Le piège machavelique – Philip et Francis

Pour un français, l’Angleterre est un pays qui lui semble déjà décalé : on roule à gauche, les policiers ne sont pas armés, le poulet est à la menthe et la musique y est pop. Et bien prenez ce pays décalé et décalez le encore : vous obtenez l’univers loufoque du piège machiavélique imaginé par Veys. Les bus Imperiales sont plus simples mais triple étage, les taxis sont aveugles, Olrik est premier ministre de Grande Bretagne, et plus grave, Marks et Spencer n’existe plus et c’est une chaîne appelée Spencer e Marks qui a pris sa place. Anguishing isn’t it ?

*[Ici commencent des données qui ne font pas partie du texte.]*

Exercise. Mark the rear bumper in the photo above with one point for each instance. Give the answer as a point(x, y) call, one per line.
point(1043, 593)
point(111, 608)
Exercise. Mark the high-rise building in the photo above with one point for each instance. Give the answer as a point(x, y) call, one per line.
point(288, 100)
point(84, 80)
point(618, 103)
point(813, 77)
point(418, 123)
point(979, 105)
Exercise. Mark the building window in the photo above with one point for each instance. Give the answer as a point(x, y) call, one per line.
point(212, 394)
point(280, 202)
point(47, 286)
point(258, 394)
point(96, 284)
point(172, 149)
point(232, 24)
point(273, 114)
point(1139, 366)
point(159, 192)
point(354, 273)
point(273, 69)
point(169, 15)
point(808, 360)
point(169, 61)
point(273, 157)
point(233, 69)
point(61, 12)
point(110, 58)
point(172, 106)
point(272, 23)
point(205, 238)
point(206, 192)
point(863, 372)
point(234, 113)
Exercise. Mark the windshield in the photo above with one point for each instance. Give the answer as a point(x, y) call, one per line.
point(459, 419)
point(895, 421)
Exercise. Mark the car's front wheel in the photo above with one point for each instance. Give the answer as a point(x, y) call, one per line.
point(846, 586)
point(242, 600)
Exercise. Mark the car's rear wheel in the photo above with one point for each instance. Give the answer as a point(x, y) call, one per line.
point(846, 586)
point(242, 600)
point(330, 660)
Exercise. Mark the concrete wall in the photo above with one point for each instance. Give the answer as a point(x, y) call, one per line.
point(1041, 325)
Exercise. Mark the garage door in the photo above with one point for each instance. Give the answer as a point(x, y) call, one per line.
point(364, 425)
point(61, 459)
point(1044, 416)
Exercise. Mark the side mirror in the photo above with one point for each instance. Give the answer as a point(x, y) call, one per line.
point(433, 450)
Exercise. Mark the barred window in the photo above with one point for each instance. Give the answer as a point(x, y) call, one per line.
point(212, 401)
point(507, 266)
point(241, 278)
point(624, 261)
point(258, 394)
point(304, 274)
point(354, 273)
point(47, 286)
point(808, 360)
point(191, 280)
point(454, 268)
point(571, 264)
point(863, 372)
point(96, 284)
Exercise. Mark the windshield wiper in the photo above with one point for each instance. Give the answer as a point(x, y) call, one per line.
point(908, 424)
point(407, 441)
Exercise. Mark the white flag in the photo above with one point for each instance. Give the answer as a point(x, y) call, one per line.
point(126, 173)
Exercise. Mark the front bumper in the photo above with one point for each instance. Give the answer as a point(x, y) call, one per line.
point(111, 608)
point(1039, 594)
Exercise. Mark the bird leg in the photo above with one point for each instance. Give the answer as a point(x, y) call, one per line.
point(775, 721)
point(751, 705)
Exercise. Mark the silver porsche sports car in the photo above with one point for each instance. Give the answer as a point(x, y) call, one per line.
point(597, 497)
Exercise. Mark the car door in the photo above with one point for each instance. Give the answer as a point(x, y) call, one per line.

La ligne claire, déformée et animée, au servie du détournement et de l’humour de Nicols Barral ajoute un côté sale gosse, fier de son crime de lèse majesté à envers cette série dont on parcourt le présent tome avec plaisir.

Lafigue

L’Île aux cent mille morts

L’histoire semble enfantine mais regorge en fait de tristesse et d’humour un brin désabusé. La façon dont Jason dessine les yeux de ses personnage c’est à dire un cercle blanc, sans pupille, renforce le côté angoissant de cette fable de pirates. Ajouter à cela une situation absurde – une école de bourreau sur une île – et vous aurez une idée du ton doux-amer de ce one-shot. La cruauté légendaire des pirates vous fera également vite oublier que vous tenez un illustré entre les mains.

C’est qu’il nous fait vite passer le goût de la rigolade, Fabien Vehlmann. On rit et on est déprimé en même temps, un peu comme à la lecture des Donjons ou des Lapinots de Trondheim que les auteurs doivent avoir lu et correctement digéré. Dommage qu’il n’y ait pas de suite à cette histoire bouclée en un volume.

Lafigue

Lucky Luke contre Pinkerton

Voici faite la démonstration qu’une longue série n’est pas irrémédiablement condamnée à s’auto-détruire. Bien souvent, quelque soit le prestige de la série ou le talent de ses auteurs, la plupart voit leur qualité décliner et ne doivent leur continuation que grâce à la dévotion de leurs fans. Rien de plus triste que de voir une série qu’on a aimée sombrer dans l’auto-célébration, pire l’auto-dérision synonyme du plus cruel manque d’inspiration.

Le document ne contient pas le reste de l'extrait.